There is an old saying that necessity is the mother of invention. Few countries understand that better right now than Ukraine.

Since Russia launched its full-scale invasion more than four years ago, Kyiv has found itself perpetually short of the weapons it needs to survive. Shells, drones, long-range missiles, air defence systems, the list has rarely shrunk. But one item has sat near the top almost throughout: the Patriot.

President Volodymyr Zelensky has appealed for the American-made system repeatedly, and as recently as last week. Following one of Russia’s deadliest attacks in months, which killed at least 22 people and injured dozens more, involving 656 drones and 73 missiles of various types overnight, Zelensky urged the United States for more support. “Assistance from the United States in supplying missiles for Patriot systems is absolutely necessary,” he said. “Europe needs its own anti-ballistic defence so that this war can finally be brought to an end.”

The Patriots are not coming in the numbers Ukraine needs. And Kyiv decided it cannot wait any longer.

Also read: High Demand, Slow Output: Why Patriot Missiles Supply Can’t Keep Up With Wars

Ukraine Tests Homemade Interceptor: FP-7.x

Ukrainian arms manufacturer Fire Point last week carried out the first flight test of a new surface-to-air missile developed as a more affordable, mass-producible alternative to the United States’ Patriot system

Ukrainian arms manufacturer Fire Point last week carried out the first flight test of its FP-7.x surface-to-air missile. Co-founder Denys Shtilierman told Financial Times that it went “pretty successful.”

The FP-7.x is designed to intercept Russian ballistic missiles and drones. It operates at an altitude of around 25 kilometres — comparable to the Patriot, and is built, like the PAC-3 variant, to be fast enough to engage ballistic threats. Like the Patriot, it uses radar guidance for most of its flight, but switches to a heat-seeking infrared seeker for the final approach.

The broader air defence system, which Fire Point has named Freyja, will incorporate radars and command-and-control technology sourced from European partners. The company has reportedly held discussions with Germany’s Hensoldt and France’s Thales for radar, Italy’s Leonardo for tracking and target acquisition, and Norway’s Kongsberg for command and control.

The Cost Gap Is Striking

The price difference between the two systems is striking. Shtilierman told the FT that each interceptor costs around $700,000. According to 2026 budget estimates published by the US Army, a single Patriot PAC-3 missile costs approximately $3.8 million. That makes the FP-7.x is roughly five times cheaper.

Fire Point says it could manufacture three missiles a day from August, pending delivery of the infrared seeker component, which it is hoping to source from Germany’s Diehl Defence. The completed missiles, with seekers attached, would be ready by 2027.

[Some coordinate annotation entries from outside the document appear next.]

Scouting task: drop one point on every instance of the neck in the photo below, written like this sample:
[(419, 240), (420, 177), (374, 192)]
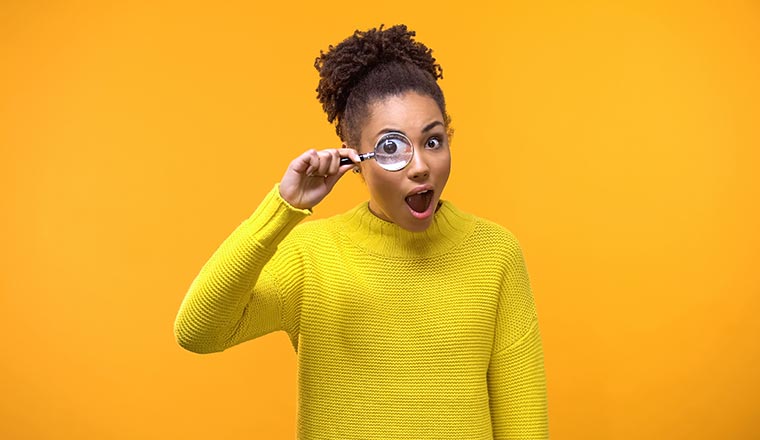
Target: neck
[(449, 227)]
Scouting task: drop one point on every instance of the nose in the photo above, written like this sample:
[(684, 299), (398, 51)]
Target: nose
[(418, 169)]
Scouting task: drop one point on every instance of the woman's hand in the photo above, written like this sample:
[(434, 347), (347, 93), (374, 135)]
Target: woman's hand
[(312, 175)]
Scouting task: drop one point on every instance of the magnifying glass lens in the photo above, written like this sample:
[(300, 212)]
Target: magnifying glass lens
[(393, 151)]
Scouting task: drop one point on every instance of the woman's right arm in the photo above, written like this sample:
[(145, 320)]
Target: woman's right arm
[(233, 298)]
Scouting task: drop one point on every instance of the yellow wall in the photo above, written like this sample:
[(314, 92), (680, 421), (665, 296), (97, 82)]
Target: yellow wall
[(619, 143)]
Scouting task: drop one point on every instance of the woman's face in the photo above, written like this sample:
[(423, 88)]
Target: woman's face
[(408, 197)]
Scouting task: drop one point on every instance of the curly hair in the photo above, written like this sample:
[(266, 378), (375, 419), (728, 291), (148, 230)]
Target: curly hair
[(372, 65)]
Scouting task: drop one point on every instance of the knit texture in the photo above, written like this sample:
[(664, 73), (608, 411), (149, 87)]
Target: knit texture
[(399, 335)]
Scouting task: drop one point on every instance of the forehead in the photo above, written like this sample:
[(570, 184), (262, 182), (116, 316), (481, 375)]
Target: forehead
[(409, 112)]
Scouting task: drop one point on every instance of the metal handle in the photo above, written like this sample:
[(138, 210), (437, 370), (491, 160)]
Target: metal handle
[(362, 158)]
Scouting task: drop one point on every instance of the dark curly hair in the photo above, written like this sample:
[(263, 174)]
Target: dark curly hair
[(372, 65)]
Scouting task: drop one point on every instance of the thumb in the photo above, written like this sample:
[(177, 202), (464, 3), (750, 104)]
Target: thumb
[(330, 181)]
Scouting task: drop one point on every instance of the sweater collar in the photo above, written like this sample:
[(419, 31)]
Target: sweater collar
[(449, 228)]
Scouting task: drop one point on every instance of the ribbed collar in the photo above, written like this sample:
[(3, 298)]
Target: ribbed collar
[(449, 228)]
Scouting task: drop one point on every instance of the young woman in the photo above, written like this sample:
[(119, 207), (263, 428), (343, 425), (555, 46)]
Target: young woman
[(411, 319)]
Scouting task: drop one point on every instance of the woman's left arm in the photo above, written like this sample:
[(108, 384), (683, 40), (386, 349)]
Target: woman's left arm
[(516, 378)]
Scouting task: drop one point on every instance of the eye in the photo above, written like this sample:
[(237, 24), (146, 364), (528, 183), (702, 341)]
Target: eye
[(433, 143)]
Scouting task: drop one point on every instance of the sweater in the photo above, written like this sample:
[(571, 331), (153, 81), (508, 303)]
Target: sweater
[(399, 334)]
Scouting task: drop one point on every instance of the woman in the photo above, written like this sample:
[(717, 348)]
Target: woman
[(411, 319)]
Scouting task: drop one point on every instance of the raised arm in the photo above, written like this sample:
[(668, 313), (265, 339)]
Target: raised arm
[(516, 378)]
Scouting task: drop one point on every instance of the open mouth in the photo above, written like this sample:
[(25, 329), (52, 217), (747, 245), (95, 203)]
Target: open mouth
[(420, 202)]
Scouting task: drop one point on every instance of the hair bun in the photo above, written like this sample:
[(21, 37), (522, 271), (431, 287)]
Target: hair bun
[(344, 65)]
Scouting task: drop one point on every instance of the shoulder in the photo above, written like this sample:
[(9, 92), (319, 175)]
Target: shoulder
[(494, 238)]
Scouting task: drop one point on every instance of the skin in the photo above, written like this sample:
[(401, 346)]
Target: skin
[(312, 175)]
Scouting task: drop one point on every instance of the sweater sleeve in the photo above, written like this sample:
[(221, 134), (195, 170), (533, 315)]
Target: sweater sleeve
[(237, 295), (516, 379)]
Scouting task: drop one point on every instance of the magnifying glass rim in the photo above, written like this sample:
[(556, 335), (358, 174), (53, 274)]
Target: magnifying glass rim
[(397, 134)]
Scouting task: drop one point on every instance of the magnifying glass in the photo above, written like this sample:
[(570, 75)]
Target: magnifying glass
[(393, 152)]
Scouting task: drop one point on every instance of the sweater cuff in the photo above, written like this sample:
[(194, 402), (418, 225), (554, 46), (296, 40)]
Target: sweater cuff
[(274, 219)]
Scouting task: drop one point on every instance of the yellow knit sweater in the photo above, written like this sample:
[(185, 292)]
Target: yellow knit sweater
[(399, 335)]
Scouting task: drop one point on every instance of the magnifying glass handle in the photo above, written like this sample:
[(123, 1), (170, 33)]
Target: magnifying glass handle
[(362, 158)]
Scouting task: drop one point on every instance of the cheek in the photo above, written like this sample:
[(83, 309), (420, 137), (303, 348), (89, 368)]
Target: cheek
[(381, 183)]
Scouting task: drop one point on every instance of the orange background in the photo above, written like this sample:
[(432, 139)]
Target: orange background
[(618, 142)]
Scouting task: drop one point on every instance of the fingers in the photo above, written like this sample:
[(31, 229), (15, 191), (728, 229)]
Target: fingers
[(324, 163)]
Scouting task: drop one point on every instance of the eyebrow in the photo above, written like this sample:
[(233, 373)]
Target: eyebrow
[(425, 129)]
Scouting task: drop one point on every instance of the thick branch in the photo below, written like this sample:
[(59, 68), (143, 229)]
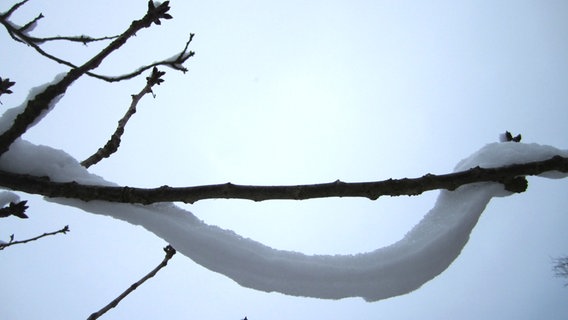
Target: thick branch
[(371, 190), (63, 230)]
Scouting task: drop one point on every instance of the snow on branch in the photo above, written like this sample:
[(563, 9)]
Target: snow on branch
[(113, 143), (508, 175), (45, 99), (153, 15)]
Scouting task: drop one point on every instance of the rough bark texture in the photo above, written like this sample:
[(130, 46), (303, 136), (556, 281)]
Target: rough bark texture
[(511, 176)]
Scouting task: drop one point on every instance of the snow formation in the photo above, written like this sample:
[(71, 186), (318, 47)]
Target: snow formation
[(423, 253)]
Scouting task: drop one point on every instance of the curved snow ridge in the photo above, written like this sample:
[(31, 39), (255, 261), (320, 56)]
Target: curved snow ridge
[(423, 253)]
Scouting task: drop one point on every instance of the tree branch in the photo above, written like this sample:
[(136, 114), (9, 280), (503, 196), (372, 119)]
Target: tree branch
[(63, 230), (113, 143), (508, 175), (170, 252), (42, 101)]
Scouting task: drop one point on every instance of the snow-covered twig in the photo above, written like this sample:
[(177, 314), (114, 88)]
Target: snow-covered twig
[(42, 102), (63, 230), (510, 176), (170, 252), (20, 34)]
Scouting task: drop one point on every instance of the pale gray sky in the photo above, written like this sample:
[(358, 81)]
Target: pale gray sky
[(291, 92)]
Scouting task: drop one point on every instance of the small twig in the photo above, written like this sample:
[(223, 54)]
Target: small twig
[(13, 8), (113, 143), (64, 230), (170, 252), (42, 101)]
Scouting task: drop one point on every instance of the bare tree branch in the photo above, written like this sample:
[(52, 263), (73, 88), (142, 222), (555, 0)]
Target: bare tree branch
[(113, 143), (42, 101), (15, 209), (511, 176), (19, 34), (170, 252), (63, 230)]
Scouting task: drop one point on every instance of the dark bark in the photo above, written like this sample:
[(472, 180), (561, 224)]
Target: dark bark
[(510, 176)]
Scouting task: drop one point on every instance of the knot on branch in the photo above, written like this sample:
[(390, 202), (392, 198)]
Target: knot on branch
[(507, 136), (15, 209), (155, 77), (156, 13), (516, 184)]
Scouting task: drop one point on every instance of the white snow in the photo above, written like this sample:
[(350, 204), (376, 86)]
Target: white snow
[(423, 253), (8, 117)]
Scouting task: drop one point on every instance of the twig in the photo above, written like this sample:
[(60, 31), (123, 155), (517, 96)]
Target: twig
[(510, 176), (19, 35), (64, 230), (114, 142), (170, 252)]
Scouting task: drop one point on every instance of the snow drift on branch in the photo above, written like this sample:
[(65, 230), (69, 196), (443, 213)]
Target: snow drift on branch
[(424, 252)]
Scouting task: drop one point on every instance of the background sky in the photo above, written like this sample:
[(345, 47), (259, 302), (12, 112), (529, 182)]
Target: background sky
[(292, 92)]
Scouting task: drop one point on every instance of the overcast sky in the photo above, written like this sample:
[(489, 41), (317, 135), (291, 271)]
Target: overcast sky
[(285, 93)]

Ukraine’s war economy has helped make this pace possible. “Today we have probably the least bureaucratic approach to the production of anything in aerospace,” Shtilierman told the Financial Times.

Why The Patriot Shortage Matters So Much

The Patriot, manufactured by Lockheed Martin, has long been considered the gold standard of air defence, capable of intercepting ballistic missiles at range. Ukraine has relied on the system to protect its cities and critical infrastructure from Russian strikes.

But the supply has gone down sharply. US military involvement in the war with Iran has placed further strain on Patriot interceptor stocks that were already low by more than two years of fighting. Replenishing those stocks to pre-Iran war levels will take at least three years and more funding than the US Congress has so far allocated, according to analysis by the Centre for Strategic and International Studies in Washington.

Orders from US allies are also at record highs, meaning Ukraine is competing for a limited supply.

Zelensky himself has also acknowledged the shortfall. “Whatever we could, we replaced with our own domestic production, but we still cannot replace PAC-3,” he said, adding that Ukraine was working with “several countries on the development of European anti-ballistic capabilities”.

Experts Unsure If FP-7.x Can Replace The Patriot

Not everyone is convinced the FP-7.x can fill the gap left by the Patriot. Tom Karako, a missile defence expert at the Centre for Strategic and International Studies, told Financial Times that the FP-7.x could be a useful addition to Ukraine’s existing air defence arsenal, which currently includes ageing Soviet systems, US Hawk missiles and German IRIS-T interceptors, but he warned against overstating its role. “‘Supplements’ may be a better formulation than ‘substitute’,” he said. “The Patriot is a very exquisite capability. When you’ve got that full spectrum of threats, you need a lot of different tools.”